Sunday, February 8, 2015

Knee Pain? Join the Club!

Knee pain is by far the most common issue I see in my sports medicine practice.  In children and adolescents, pain may be the result of acute trauma or repetitive overuse.  And sometimes, it’s both.  An athlete may be nursing a chronic injury that becomes more severe due to a traumatic event.  Now the athlete has worsening pain, swelling, instability, and stiffness.  That’s usually when they come in to see me.

There are several causes for knee pain in young athletes.  We’ll start with the most common—patellofemoral pain syndrome.  “Patella” is another word for kneecap.  This condition results from inflammation and irritation of the back of the patella as it moves over the front of the knee joint.  If the alignment of the patella is off just a little due to muscle weakness, inflexibility, and to variations in knee anatomy, it will become painful with running, jumping, an
d climbing activities.

The patella tendon in the front of the knee, which connects the patella to the tibia (shinbone), can also get irritated.  This results in patella tendonitis and difficulty with running and jumping.  If the growth plate where the patella tendon attaches to the bone gets pulled on too much, it can cause a common condition known as Osgood-Schlatter disease.  Undoubtedly, someone on your team has suffered from this condition.  Maybe even you or your child!

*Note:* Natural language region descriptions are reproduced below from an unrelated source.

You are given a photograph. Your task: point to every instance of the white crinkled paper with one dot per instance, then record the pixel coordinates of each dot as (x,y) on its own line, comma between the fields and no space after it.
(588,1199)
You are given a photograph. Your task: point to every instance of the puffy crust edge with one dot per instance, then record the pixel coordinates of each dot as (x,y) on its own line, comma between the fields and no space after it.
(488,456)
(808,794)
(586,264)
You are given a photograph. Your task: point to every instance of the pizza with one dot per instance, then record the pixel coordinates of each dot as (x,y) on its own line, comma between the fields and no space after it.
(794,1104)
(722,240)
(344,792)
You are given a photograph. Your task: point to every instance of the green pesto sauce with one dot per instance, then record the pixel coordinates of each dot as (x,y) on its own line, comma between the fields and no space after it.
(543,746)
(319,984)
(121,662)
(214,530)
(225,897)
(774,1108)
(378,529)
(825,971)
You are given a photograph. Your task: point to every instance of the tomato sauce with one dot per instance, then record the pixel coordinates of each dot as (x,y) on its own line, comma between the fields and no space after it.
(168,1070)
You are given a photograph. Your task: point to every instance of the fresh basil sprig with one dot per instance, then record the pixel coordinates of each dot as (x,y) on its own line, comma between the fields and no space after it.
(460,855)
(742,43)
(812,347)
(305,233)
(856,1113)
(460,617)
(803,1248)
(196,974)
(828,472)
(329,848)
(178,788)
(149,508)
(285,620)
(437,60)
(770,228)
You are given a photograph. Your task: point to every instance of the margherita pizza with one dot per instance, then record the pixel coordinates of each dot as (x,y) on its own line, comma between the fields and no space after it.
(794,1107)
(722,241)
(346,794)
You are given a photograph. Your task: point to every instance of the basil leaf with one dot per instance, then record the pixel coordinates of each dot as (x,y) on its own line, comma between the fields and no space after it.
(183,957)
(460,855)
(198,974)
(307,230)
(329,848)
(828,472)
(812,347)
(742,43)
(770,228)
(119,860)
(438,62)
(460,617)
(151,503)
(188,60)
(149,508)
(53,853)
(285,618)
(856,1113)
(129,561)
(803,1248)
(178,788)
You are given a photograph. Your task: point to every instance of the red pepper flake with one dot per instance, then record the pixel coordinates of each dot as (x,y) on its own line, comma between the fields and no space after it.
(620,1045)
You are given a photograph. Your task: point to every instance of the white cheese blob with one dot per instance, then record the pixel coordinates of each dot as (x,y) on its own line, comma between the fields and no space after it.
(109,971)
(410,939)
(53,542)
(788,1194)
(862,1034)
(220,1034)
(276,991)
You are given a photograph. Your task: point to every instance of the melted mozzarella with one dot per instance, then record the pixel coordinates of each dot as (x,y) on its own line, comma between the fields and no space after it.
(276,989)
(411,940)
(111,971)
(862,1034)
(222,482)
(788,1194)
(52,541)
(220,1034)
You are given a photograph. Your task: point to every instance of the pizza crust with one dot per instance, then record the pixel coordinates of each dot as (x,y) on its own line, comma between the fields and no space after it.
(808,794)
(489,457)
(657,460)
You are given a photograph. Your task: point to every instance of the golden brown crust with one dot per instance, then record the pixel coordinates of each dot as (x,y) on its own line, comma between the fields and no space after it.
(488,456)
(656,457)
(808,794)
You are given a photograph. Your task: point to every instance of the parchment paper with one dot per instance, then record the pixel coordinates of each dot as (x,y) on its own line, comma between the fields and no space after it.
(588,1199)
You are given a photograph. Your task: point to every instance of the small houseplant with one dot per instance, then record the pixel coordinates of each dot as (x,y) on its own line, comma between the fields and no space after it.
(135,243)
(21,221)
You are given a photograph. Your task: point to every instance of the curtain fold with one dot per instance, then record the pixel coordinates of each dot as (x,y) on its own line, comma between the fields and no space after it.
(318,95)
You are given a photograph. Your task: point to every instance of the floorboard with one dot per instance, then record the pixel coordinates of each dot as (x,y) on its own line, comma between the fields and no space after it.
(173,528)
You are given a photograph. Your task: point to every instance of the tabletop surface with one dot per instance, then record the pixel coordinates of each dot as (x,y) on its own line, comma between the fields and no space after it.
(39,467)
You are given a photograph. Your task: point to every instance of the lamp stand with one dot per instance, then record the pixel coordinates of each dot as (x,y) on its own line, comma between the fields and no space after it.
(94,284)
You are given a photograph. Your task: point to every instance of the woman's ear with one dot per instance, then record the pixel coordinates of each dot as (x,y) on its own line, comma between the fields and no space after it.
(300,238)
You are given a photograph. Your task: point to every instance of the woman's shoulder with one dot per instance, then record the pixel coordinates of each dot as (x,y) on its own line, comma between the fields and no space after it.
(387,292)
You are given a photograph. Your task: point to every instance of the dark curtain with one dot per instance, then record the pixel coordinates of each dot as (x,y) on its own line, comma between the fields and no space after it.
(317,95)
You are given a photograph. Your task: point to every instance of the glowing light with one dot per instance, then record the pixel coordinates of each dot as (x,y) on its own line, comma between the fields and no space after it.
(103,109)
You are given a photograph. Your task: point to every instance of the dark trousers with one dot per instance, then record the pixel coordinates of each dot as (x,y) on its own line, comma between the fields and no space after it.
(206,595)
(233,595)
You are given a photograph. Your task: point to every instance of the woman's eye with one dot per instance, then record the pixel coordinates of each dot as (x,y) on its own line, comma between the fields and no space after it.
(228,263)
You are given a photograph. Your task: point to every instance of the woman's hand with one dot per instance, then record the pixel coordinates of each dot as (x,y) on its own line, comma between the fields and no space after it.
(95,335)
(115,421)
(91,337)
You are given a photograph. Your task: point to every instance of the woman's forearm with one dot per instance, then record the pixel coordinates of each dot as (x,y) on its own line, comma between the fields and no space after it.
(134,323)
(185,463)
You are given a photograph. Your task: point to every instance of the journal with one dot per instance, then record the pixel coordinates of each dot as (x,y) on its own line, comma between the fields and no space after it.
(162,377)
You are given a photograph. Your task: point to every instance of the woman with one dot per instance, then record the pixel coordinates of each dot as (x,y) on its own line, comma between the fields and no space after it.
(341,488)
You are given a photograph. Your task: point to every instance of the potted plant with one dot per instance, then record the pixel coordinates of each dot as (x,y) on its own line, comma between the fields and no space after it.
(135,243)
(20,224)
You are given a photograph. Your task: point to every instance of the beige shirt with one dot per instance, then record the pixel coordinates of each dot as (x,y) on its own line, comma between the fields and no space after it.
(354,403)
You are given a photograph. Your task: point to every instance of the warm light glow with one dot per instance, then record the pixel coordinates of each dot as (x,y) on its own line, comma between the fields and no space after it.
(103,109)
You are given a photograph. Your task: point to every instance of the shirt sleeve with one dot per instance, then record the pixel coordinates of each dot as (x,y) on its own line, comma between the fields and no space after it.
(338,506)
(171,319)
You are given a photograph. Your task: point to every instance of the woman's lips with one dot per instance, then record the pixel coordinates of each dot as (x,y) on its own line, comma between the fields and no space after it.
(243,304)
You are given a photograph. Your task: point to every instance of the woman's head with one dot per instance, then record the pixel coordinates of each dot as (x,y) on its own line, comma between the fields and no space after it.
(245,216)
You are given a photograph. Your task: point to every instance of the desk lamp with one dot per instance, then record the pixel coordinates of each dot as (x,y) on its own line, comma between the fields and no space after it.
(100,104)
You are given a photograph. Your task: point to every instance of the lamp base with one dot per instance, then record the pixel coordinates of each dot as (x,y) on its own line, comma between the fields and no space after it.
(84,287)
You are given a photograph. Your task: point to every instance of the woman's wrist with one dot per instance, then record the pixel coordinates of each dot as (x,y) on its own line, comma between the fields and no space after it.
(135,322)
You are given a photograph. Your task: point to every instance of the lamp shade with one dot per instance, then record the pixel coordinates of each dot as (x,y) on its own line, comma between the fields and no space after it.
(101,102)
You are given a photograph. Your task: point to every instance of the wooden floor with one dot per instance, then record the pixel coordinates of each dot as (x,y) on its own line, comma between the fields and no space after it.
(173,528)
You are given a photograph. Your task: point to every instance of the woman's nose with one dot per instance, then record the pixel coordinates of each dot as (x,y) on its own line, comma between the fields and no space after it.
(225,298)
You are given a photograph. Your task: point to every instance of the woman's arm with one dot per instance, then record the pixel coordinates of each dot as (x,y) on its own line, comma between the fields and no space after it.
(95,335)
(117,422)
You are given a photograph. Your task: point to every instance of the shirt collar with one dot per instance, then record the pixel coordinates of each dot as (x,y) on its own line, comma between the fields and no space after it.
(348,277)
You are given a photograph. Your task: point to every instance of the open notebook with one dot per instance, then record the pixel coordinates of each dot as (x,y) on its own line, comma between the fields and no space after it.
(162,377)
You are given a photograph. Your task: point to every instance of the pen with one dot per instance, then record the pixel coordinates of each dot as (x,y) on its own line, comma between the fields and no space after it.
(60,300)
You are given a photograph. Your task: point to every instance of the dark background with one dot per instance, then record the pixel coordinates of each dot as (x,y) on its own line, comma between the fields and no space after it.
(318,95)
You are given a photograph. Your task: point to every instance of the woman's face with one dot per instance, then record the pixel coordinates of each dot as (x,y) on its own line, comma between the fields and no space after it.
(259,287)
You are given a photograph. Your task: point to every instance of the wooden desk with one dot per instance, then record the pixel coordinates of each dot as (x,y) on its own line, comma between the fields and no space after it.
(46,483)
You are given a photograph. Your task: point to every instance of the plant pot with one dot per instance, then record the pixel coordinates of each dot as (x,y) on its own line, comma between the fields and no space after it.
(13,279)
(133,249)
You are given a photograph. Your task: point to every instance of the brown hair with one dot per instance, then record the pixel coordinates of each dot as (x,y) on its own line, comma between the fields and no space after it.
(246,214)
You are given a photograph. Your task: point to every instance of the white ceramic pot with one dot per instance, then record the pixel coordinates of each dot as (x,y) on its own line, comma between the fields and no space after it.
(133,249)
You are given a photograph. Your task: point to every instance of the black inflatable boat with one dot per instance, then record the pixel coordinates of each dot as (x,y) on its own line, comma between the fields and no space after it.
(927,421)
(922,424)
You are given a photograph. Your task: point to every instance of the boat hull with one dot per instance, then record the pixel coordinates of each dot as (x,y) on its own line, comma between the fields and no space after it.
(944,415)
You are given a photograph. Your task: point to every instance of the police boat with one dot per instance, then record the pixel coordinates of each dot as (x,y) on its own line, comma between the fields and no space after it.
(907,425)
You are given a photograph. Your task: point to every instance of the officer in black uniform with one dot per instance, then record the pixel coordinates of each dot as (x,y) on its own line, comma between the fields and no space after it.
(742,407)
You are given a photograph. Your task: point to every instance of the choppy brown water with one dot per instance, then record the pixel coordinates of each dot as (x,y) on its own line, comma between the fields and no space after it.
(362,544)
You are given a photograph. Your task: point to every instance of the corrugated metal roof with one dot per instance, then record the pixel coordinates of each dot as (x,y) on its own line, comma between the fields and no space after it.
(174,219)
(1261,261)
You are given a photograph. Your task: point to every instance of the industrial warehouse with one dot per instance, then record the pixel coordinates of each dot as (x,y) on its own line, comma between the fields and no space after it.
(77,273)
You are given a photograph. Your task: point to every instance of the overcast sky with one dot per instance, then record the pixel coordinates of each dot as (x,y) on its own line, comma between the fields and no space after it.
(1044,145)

The knee also has several ligaments that can be sprained or torn.  We’ve talked about ACL tears before, so today we’ll mention another very commonly injured structure—the medial collateral ligament, or MCL.  This ligament lives on the inside part of the knee and usually gets sprained when an athlete is hit on the outside of the knee.  This forces the knee inward and stretches the ligament.  Thankfully, most MCL sprains can be treated without surgery.

Kneecaps can also be injured traumatically, resulting in a dislocation or partial dislocation.  This can occur from a collision or a forceful twist of the knee during a noncontact cut on the field.  The patella will actually move off of the front of the knee to the outside.  It usually causes a pop, and is sometimes followed by another pop if the patella moves back to its normal position.

All of these injuries and conditions are common in sports and cause difficulty with playing and practicing.  Most of the time, they resolve with rest and rehabilitation exercises.  However, any injuries that causes a visible deformity or causes an athlete to be unable to put weight on the leg should trigger a trip to the doctor.  Most other situations will improve within 2-3 days with rest, ice, and elevation.  If the problem persists longer than that, pay your friendly sports medicine physician a visit.